Lemma Let $p$ be a prime number and $B$ a noetherian torsion free $\mathbb{Z}_p$-algebra. Let $M$ be a finitely generated $B$-module such that $M/pM$ is a free $B/pB$-module and $M$ is torsion-free as $\mathbb{Z}_p$-module. Then $M$ is a free $B$-module.

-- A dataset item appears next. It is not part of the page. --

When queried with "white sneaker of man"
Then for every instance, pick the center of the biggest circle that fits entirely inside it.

Proof Let $e_1,\dots,e_n$ be a $B/pB$-basis of $M/pM$. Let $N=(b_1,\dots,b_n)$ a lifting of this basis. Thus $M=N+pM$. By Nakayama lemma we have $(1+p)M/N=0$. As $1+p$ is invertible in $\mathbb{Z}_p$ it is invertible in $B$. Thus $M=N$. In other words $M=(b_1,\dots,b_n)$. We will prove that the $b_i$'s form a basis. Suppose that there exist $a_1,\dots,a_n$ such that $\sum_{i=1}^{n}a_ib_i=0$. Thus working on $M/pM$ we deduce that $p\mid a_i$ thus for $1\leq i\leq 0$ we have $a_i=pa'_i$ for some $a_i'\in B$. Similarily we show that $a'_i=p a''_i$ for some $a''_i\in B$. We deduce that $a_i\in \bigcap_{n>0}p^nB$. By Artin-Rees lemma $\bigcap_{n>0}p^nB$ is the set of $x\in B$ such that $(1+p)x=0$. The only possibility is that $x=0$. Which concludes the lemma.